Companies, including banks and airlines, and the Government are trotting out more intelligent chatbots - computer programs that mimic natural human conversations - to interact with customers and citizens.
Users type a question or a statement into a chat window, and the chatbot will answer or rephrase the intention of the user to get to the answer - using keywords and preset responses from a database.
OCBC Bank was the latest to join the chatbot race, with the bank announcing earlier this month that it closed more than $10 million worth of home loan applications in three months after its chatbot, Emma, fielded initial home loan queries.
However, a human mortgage specialist is still needed to close a sale. The bank is looking to expand Emma's functions, but it would not elaborate.
DBS Bank was the first bank here to launch its POSB digibank Virtual Assistant chatbot, available on Facebook Messenger, in January.
It handles basic queries such as branch locations and foreign exchange rates.
RISK OF PHISHING
Chatbots can be hijacked by hackers to start conversations with unwitting users to draw out sensitive personal and financial data through social engineering.
MR ANTHONY LIM, principal consultant at cyber-security hardware maker Fortinet in Asia-Pacific.
By June, the five million DBS and POSB account holders will also be able to ask for their account balances, transfer funds and make card payments by chatting with the chatbot.
Even the Singapore Government has rolled out chatbots such as Ask Jamie and Gov.sg to help citizens find information across government agencies' websites in normal conversation style.
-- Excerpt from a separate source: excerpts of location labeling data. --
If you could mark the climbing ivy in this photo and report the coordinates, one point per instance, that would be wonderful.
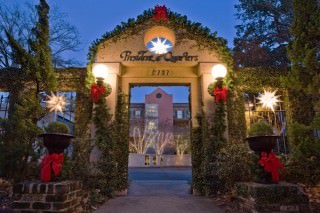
(102, 120)
(188, 30)
(120, 138)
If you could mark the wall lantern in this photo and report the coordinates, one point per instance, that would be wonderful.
(219, 71)
(159, 40)
(217, 89)
(100, 72)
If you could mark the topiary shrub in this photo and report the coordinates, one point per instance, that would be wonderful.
(303, 164)
(234, 164)
(260, 128)
(58, 127)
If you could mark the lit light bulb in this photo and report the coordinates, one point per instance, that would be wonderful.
(160, 46)
(269, 99)
(56, 103)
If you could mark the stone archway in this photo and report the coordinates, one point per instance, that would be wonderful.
(196, 51)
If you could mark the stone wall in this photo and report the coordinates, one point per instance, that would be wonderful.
(49, 197)
(140, 160)
(265, 198)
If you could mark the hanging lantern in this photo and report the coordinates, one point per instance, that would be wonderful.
(159, 40)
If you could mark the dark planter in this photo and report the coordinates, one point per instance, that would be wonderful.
(56, 142)
(262, 143)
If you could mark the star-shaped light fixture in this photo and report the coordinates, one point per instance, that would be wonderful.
(269, 99)
(159, 45)
(56, 103)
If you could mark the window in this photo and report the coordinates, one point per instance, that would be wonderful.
(152, 125)
(179, 114)
(152, 110)
(137, 114)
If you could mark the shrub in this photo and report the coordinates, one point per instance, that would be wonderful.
(303, 164)
(233, 164)
(260, 128)
(58, 127)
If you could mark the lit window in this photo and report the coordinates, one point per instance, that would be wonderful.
(152, 125)
(179, 114)
(152, 110)
(137, 114)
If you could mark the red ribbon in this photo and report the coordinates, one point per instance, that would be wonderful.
(220, 94)
(271, 163)
(50, 163)
(96, 92)
(160, 13)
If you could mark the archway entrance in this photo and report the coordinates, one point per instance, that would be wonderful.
(169, 52)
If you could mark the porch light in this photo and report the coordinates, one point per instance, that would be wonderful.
(269, 99)
(220, 92)
(159, 40)
(219, 71)
(100, 71)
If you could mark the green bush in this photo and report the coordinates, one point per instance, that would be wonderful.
(233, 164)
(260, 128)
(58, 127)
(303, 164)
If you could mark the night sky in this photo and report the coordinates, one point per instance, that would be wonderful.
(93, 18)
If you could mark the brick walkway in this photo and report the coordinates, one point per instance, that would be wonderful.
(166, 194)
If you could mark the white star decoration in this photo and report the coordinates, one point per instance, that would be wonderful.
(160, 47)
(56, 103)
(269, 99)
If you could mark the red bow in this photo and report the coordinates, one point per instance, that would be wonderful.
(160, 13)
(96, 91)
(271, 164)
(220, 94)
(51, 162)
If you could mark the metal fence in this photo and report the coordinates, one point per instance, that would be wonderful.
(277, 119)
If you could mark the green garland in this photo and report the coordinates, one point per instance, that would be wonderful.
(121, 142)
(190, 30)
(103, 139)
(198, 138)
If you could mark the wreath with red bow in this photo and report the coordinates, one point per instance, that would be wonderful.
(220, 94)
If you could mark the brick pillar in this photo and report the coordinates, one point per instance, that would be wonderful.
(49, 197)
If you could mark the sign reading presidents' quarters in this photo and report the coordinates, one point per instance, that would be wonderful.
(142, 56)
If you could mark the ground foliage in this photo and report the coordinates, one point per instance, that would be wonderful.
(36, 74)
(303, 84)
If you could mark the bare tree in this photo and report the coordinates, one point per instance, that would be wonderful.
(19, 22)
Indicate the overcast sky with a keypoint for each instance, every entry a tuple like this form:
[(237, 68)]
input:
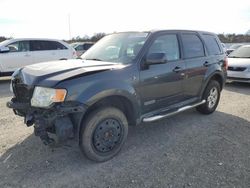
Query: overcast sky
[(50, 18)]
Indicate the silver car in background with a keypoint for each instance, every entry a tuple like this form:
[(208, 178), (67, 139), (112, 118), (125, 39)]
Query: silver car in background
[(239, 65)]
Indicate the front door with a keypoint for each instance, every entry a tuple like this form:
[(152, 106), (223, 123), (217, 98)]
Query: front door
[(161, 84)]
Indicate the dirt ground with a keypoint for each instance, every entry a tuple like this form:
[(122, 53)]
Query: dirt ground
[(187, 150)]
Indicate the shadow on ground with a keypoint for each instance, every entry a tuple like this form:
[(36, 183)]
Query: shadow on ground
[(5, 87), (237, 87), (188, 149)]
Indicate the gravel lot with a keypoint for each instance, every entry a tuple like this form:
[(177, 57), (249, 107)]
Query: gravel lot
[(187, 150)]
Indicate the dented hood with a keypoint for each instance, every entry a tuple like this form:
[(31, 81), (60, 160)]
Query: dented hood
[(50, 73)]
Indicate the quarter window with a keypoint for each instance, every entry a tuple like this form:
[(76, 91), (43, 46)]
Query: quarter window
[(212, 45), (192, 46), (167, 44)]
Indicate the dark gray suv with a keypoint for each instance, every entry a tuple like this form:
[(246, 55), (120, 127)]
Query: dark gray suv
[(124, 79)]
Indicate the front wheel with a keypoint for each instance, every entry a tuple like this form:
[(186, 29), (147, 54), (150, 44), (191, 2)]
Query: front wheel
[(103, 134), (212, 97)]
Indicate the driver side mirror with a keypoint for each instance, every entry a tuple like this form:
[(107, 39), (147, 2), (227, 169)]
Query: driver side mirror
[(4, 49), (156, 58)]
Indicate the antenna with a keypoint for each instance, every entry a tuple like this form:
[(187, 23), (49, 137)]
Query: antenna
[(69, 27)]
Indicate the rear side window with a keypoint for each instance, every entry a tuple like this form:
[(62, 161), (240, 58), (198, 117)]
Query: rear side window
[(20, 46), (212, 45), (192, 46), (40, 45), (167, 44)]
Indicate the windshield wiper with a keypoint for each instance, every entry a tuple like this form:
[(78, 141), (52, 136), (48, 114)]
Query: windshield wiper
[(95, 59), (233, 57)]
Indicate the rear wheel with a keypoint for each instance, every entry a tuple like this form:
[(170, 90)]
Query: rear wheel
[(212, 97), (103, 134)]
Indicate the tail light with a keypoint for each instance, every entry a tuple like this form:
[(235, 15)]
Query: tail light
[(225, 64)]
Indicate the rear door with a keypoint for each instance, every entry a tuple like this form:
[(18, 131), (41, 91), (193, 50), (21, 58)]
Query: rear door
[(195, 61), (161, 84), (18, 56)]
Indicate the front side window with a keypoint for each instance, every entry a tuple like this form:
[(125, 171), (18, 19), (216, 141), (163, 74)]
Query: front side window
[(192, 46), (119, 47), (20, 46), (167, 44)]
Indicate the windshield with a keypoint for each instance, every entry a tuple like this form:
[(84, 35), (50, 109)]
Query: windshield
[(242, 52), (74, 44), (3, 43), (118, 48)]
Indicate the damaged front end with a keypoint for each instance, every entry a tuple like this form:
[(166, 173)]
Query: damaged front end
[(57, 118)]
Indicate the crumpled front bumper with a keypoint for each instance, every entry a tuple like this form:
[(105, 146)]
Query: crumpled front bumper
[(57, 119)]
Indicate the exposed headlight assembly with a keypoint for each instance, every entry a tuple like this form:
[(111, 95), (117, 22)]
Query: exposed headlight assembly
[(44, 97)]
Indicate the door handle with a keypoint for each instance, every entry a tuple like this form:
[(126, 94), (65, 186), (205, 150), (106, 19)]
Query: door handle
[(177, 69), (206, 64)]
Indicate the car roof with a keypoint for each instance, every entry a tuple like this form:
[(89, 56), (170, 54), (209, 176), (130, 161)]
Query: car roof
[(18, 39), (170, 30)]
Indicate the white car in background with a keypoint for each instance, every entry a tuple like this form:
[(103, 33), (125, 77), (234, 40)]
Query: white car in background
[(16, 53), (239, 65)]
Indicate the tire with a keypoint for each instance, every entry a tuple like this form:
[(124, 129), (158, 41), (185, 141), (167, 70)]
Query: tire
[(212, 97), (103, 134)]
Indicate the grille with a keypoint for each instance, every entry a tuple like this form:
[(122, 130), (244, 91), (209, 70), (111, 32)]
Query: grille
[(22, 92), (239, 69)]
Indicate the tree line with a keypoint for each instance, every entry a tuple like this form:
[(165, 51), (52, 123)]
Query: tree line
[(225, 38)]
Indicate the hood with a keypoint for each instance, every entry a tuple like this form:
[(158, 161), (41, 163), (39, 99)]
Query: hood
[(50, 73), (239, 62)]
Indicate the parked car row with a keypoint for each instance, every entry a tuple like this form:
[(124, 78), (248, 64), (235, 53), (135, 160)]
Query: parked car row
[(124, 79), (16, 53)]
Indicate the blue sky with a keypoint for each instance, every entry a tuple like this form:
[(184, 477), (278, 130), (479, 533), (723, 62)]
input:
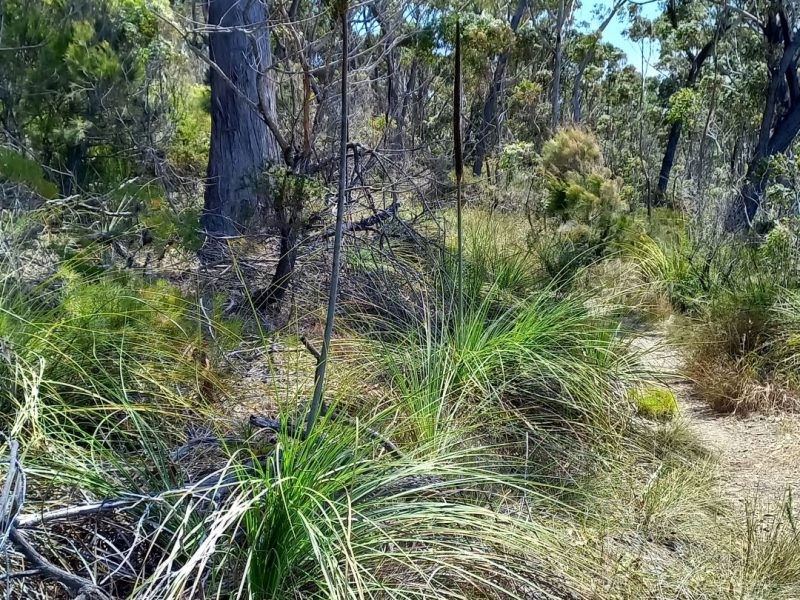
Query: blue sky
[(614, 31)]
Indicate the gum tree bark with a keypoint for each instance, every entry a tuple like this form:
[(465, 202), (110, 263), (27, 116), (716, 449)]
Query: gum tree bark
[(489, 126), (242, 145)]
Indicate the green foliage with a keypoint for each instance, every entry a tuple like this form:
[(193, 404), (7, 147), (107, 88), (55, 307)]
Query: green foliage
[(90, 333), (190, 146), (654, 403), (16, 168), (684, 107), (581, 189), (77, 79)]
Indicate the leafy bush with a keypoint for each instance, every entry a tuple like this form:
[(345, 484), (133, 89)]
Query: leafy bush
[(16, 168), (88, 334)]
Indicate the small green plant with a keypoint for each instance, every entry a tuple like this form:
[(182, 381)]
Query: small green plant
[(655, 403)]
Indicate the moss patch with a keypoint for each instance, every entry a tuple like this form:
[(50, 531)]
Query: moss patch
[(654, 403)]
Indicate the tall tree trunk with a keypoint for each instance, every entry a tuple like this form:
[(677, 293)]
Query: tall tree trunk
[(697, 62), (669, 158), (489, 126), (780, 122), (242, 145), (578, 83), (559, 51)]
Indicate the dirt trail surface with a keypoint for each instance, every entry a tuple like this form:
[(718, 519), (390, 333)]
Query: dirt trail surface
[(759, 455)]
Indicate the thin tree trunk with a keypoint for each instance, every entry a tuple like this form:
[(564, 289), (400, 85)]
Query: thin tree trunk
[(489, 127), (578, 83), (333, 293), (669, 157), (559, 51)]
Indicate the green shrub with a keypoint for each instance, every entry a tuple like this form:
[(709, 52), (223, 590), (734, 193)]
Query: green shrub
[(16, 168), (655, 403)]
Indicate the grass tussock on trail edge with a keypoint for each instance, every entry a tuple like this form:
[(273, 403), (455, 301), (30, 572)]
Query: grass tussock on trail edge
[(518, 467)]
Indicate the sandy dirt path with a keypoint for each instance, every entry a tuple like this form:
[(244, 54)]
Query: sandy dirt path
[(759, 455)]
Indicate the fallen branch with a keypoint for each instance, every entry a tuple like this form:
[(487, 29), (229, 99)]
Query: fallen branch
[(363, 224), (290, 429)]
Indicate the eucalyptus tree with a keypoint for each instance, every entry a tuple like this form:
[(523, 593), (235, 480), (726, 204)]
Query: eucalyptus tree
[(688, 32), (778, 23)]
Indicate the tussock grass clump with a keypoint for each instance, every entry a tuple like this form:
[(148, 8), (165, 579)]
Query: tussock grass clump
[(331, 515)]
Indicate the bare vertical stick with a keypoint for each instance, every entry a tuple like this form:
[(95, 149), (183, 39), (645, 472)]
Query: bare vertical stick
[(458, 158), (319, 374)]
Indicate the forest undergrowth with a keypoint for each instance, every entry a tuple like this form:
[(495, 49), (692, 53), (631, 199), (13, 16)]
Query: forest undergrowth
[(520, 449)]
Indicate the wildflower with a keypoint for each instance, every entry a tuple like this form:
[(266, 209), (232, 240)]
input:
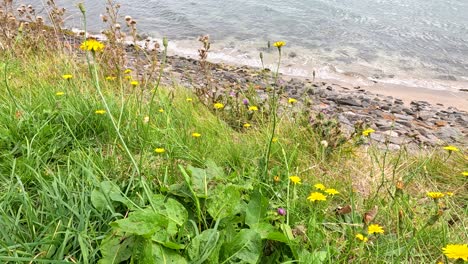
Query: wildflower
[(218, 106), (435, 195), (332, 191), (361, 237), (451, 148), (92, 45), (375, 229), (159, 150), (367, 132), (279, 44), (454, 251), (316, 196), (319, 186), (324, 143), (295, 179), (281, 211)]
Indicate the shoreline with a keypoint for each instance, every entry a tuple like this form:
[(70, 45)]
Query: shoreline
[(398, 114)]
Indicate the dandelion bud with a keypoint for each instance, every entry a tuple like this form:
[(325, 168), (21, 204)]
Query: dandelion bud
[(81, 7)]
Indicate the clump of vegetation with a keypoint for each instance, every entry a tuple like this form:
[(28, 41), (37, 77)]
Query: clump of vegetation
[(97, 167)]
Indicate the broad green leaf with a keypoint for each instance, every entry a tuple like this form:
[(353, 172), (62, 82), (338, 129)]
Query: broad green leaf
[(256, 209), (245, 248), (224, 202), (204, 246), (116, 249), (144, 222), (163, 255)]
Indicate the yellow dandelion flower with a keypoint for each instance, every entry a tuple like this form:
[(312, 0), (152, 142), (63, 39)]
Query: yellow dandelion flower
[(159, 150), (316, 196), (279, 44), (319, 186), (332, 191), (92, 45), (375, 229), (218, 106), (454, 251), (451, 148), (295, 179), (367, 132), (361, 237), (435, 195)]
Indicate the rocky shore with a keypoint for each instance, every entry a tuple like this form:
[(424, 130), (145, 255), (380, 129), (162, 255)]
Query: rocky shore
[(396, 123)]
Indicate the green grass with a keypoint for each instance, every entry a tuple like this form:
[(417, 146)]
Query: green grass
[(69, 191)]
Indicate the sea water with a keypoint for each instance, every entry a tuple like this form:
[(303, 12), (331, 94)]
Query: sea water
[(421, 43)]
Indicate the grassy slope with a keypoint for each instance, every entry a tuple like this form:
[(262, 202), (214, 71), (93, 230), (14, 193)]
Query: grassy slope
[(54, 151)]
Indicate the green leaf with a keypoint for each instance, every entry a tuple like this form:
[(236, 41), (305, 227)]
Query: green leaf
[(163, 255), (204, 246), (144, 222), (116, 249), (269, 232), (224, 202), (256, 209), (246, 247)]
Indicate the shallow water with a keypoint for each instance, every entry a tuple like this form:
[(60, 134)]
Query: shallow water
[(412, 42)]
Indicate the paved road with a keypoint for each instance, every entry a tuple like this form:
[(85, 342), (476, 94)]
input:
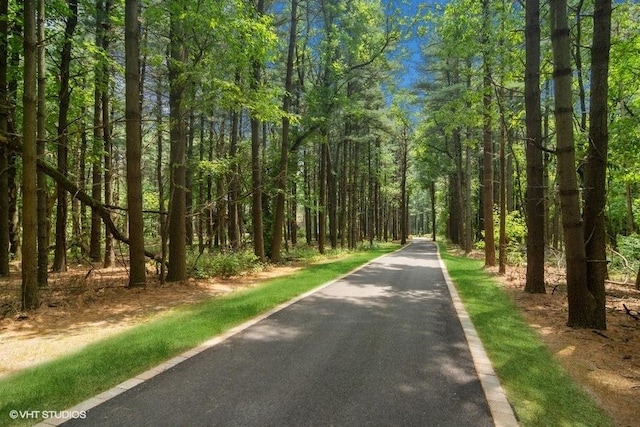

"We believe natural language (is) more personable," said Ms Gladys Tay, deputy director of citizen products at the Government Technology Agency of Singapore.
While organisations say such a feature is more user-friendly and improves productivity, security experts warn about the inherent risks of such a system.
One risk is phishing, a process by which hackers trick people into divulging sensitive personal information. "Chatbots can be hijacked by hackers to start conversations with unwitting users to draw out sensitive personal and financial data through social engineering," said Mr Anthony Lim, principal consultant at cyber-security hardware maker Fortinet in Asia-Pacific.
Also, users cannot tell if the websites or messaging platforms, such as Facebook Messenger or WhatsApp, on which the chatbot resides are already compromised, said Mr Tony Jarvis, Check Point Software Technologies chief strategist.
Mr Alexander Gostev, chief security expert at Kaspersky Lab, said organisations also have little control over these third-party messaging platforms.
This makes chatbots less secure than traditional call centres for processing transactions.
"If I call a phone number listed as the official number of a bank, the call is very unlikely to be routed anywhere else," said Mr Jarvis.
But trailblazers in the chatbot space said they have made security a priority in their designs.
Budget carrier Jetstar, which launched its Ask Jess virtual assistant here in November 2013, said it limits its chatbot's access to its reservation systems.
For instance, customers can only request to view their booking and payment status and ask for their itinerary to be sent. "Our daily monitoring and analytics review ensures that any anomalies are detected and blocked quickly," said spokesman Robin Goh.
The airline is looking to develop more advanced features such as letting Ask Jess direct customers to promotions and take bookings.
Banks like OCBC and DBS also said their systems are well protected, but would not elaborate.